Modernisering (Modernization):

A

Het is het proces waarbij een samenleving zich aanpast en verandert door nieuwe ideeën, gewoonten en manieren van organiseren die bij de moderne tijd passen.

35
Q

Behavioralisme (Behavioralism):

A

Dit is een manier om politiek te bestuderen waarbij de nadruk ligt op mensen en hun gedrag in plaats van op organisaties of regels. Het gaat om het systematisch onderzoeken van hoe mensen zich gedragen.

36
Q

Empirische benadering (Empirical Approach):

A

Conclusies gebaseerd op feiten, ervaring of observatie, in plaats van op logica of theorie.

37
Q

Normatieve benadering (Normative Approach):

A

Het geven van meningen over wat had moeten gebeuren of wat zou moeten gebeuren.

38
Q

Vergelijkende methode (Comparative Method):

A

Het proces waarbij verschillende gevallen worden vergeleken om hun kwaliteiten beter te begrijpen en om nieuwe ideeën en theorieën te ontwikkelen.

39
Q

Kritisch denken (Critical Thinking):

A

Het zorgvuldig en objectief bekijken van feiten en informatie om tot een mening of oordeel te komen over iets.

40
Q

Xenofobie (Xenophobia):

A

de angst of afkeer van mensen die als buitenstaanders worden gezien in een land of gemeenschap. Het hangt samen met racisme en nationalisme, of het idee dat de belangen van de mensen die er al wonen belangrijker zijn dan die van nieuwkomers.

41
Q

Nationalisme (Nationalism):

A

Het geloof dat een groep mensen met een gemeenschappelijke nationale identiteit (meestal gekenmerkt door een gedeelde cultuur en geschiedenis) het recht heeft om een onafhankelijke staat te vormen en zichzelf te besturen zonder externe inmenging.

42
Q

Zelfbeschikking (Self-determination):

A

De mogelijkheid om te handelen zonder dat iemand van buitenaf je dwingt.

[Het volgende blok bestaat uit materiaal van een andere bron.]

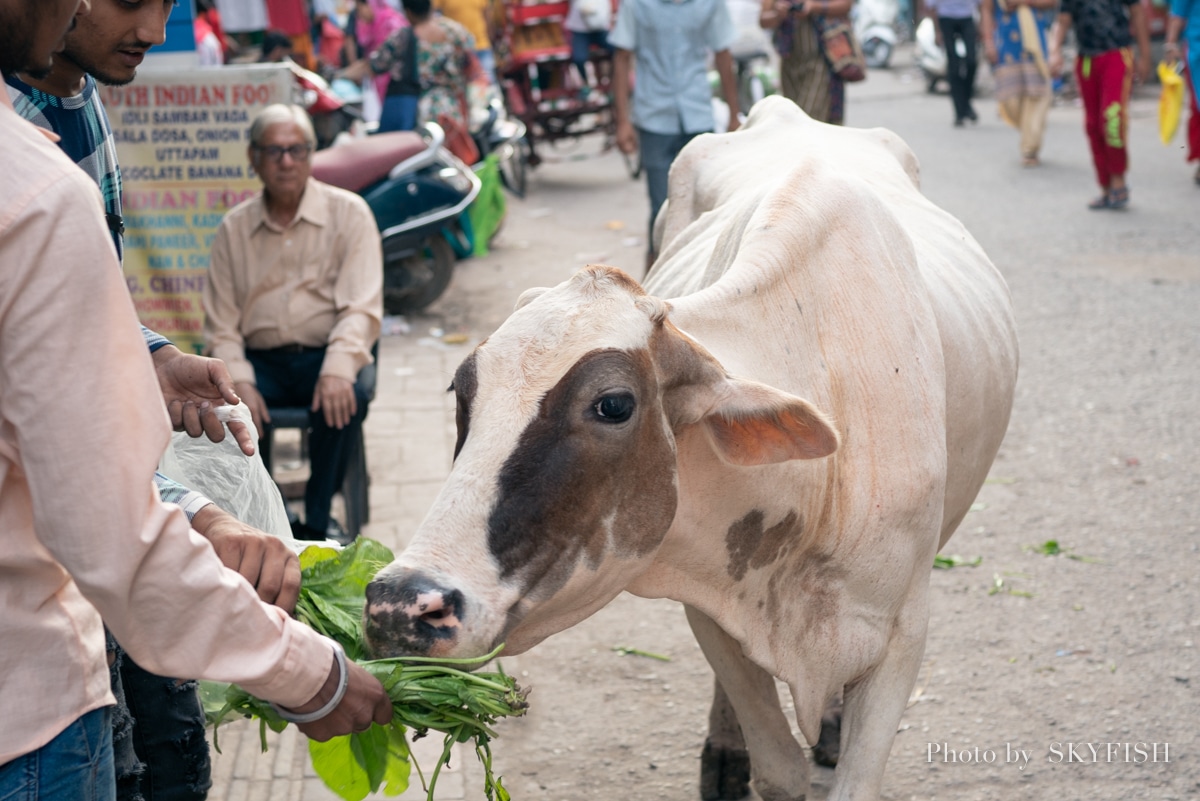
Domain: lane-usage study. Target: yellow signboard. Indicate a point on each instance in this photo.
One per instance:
(181, 140)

Het recht op nationale zelfbeschikking betekent dat een volk het recht heeft om zijn eigen regering te kiezen.

43
Q

Natiestaat (Nation-state):

A

Een staat waarvan de burgers een gemeenschappelijke nationale identiteit delen.

44
Q

Natie (Nation):

A

een groep mensen die zich verbonden voelen door een gemeenschappelijke geschiedenis, cultuur, taal of verhalen.

45
Q

Interpretivisme (Interpretivism):

A

Een manier om de overheid en politiek te bestuderen die zegt dat politiek wordt beïnvloed door de ideeën die mensen erover hebben.

46
Q

Burgerschap (Citizenship):

A

Het idee een volwaardig lid van een staat te zijn, met recht op de bijbehorende rechten en plichten, doorgaans bevestigd door een document zoals een paspoort of identiteitskaart.

47
Q

Legitimiteit (Legitimacy):

A

Legitiem zijn betekent dat iets als rechtvaardig en geldig wordt gezien. Een legitieme regering heeft gezag, en de mensen accepteren dat deze het recht heeft om beslissingen te nemen.

48
Q

Soevereiniteit (Sovereignty):

A

De macht om te besturen en beslissingen te maken in een land of gemeenschap, zonder dat anderen van buitenaf of binnenin invloed hebben.

49
Q

Staat (State):

A

De wettelijke en politieke macht over een gebied met mensen, afgebakend door grenzen.